A persistently high average delay serves as a red flag and a warning signal that deeper structural or logistical issues may be affecting SMX’s performance. When delays happens this frequently, they point to underlying inefficiencies such as how flights are handled on the ground, how schedules are managed, or how resources are allocated. These issues would ultimately diminish the passenger satisfaction. Addressing these problems can improve day-to-day performance and create a more stable and predictable schedule for both airlines and passengers.

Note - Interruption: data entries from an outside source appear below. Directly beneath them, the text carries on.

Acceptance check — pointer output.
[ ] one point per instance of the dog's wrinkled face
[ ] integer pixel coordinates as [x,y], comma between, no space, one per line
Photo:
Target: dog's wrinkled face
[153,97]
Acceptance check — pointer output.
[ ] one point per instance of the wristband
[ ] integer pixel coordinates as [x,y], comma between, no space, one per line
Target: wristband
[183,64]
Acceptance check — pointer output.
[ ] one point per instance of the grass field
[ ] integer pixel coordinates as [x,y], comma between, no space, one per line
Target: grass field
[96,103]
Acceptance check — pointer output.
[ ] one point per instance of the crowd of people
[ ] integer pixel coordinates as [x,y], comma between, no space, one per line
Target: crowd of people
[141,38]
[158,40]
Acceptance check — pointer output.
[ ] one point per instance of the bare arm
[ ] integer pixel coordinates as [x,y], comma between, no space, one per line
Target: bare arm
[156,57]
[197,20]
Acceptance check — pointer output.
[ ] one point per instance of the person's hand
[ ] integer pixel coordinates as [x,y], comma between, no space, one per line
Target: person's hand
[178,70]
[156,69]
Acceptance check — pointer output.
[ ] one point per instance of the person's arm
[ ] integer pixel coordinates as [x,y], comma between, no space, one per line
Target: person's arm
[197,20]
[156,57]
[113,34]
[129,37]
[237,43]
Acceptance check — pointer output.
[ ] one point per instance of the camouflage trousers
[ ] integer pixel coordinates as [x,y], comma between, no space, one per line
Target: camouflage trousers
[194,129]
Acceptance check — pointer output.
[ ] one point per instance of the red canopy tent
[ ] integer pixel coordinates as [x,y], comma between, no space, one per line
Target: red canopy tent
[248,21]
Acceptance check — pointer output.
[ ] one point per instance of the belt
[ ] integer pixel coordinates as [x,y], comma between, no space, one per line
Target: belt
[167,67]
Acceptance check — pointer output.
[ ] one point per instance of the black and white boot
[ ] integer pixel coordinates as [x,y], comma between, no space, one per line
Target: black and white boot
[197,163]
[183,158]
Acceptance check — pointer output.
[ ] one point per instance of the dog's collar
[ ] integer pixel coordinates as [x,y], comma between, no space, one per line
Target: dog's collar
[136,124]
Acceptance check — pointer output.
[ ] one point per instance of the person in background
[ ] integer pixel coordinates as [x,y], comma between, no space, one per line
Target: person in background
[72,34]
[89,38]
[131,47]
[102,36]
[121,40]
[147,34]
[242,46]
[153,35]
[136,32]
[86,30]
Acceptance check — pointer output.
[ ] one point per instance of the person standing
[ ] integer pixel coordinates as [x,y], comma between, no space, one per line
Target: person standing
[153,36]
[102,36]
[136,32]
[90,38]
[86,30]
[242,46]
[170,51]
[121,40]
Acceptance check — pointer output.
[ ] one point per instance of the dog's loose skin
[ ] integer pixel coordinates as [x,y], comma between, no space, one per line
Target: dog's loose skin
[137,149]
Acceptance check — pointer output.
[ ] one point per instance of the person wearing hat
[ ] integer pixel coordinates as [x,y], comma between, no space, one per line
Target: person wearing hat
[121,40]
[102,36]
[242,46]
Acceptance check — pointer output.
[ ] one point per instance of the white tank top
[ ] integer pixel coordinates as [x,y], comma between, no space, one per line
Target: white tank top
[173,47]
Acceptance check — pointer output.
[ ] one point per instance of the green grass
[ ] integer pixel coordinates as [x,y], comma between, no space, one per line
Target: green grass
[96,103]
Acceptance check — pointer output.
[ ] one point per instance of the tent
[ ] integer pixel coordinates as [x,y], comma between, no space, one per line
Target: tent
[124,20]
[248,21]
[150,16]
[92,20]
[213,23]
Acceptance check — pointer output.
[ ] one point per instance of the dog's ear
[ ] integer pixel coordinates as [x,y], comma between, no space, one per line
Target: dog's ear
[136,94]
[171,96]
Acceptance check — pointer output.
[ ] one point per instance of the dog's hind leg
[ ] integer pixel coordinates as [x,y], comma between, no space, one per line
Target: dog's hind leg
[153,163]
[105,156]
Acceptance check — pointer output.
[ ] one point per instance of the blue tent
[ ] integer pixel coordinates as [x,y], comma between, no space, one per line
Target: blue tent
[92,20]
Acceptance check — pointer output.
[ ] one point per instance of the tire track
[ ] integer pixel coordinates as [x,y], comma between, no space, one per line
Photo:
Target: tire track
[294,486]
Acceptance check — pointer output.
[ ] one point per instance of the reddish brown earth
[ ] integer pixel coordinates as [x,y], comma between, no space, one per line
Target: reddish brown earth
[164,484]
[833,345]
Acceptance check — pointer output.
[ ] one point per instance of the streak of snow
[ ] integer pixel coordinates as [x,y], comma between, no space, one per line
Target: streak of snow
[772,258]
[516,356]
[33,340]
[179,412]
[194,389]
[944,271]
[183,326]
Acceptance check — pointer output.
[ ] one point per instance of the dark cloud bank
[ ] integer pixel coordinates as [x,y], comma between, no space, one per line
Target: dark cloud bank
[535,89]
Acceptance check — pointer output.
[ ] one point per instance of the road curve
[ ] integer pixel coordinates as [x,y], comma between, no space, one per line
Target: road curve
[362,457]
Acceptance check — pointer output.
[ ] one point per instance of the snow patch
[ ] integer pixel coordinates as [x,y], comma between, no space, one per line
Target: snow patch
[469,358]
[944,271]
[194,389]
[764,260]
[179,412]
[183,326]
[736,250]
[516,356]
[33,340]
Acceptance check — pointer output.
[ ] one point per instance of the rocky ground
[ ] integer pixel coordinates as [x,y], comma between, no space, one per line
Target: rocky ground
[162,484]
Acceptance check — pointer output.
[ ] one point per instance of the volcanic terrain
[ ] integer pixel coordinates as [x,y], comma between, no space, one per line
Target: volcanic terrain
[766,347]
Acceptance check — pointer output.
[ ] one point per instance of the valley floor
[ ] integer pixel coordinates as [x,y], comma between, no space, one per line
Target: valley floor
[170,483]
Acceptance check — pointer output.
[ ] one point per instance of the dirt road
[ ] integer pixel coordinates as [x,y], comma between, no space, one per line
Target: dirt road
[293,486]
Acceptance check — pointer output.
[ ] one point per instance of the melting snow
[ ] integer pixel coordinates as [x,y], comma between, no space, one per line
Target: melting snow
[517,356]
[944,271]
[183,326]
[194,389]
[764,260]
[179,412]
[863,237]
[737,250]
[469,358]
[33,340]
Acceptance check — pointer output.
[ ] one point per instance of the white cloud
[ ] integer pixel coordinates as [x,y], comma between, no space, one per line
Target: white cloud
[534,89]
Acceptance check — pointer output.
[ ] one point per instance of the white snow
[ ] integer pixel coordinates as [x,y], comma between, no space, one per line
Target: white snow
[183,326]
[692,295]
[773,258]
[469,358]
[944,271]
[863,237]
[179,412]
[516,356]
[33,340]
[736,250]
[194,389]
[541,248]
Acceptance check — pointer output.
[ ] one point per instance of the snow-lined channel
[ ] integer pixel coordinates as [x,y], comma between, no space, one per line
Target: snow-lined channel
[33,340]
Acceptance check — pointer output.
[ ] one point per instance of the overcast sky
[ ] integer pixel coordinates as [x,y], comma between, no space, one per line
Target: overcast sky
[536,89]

## For Airlines Serving SMX
Airlines may need to re-evaluate on how they manage their operations at this smaller airport. This could involve turnaround procedures, ground handling processes or adjusting scheduled block times so that flight plans can maximize on-time departures. Airlines might also consider collaborating more closely with airport management to improve staffing adequacy at SMX.
Because small airports are more sensitive to operational issues, even modest improvements can lead to noticeable gains in overall punctuality.

## For Passengers

Passengers flying through SMX should be prepared for a higher risk of late departures.
Awareness of this pattern helps passengers to plan more effectively, whether being more flexible with their itineraries or allowing extra time for connections. A little foresight can help reduce the stress associated with an airport known for slower departures.

## For Policy and Infrastructure Planning
Identifying SMX as an airport with unusually high average delays helps highlight where targeted investments could have a meaningful effect. Small upgrades like expanding gate access, improving ground-service capacity, or adjusting scheduling practices may significantly reduce delays. 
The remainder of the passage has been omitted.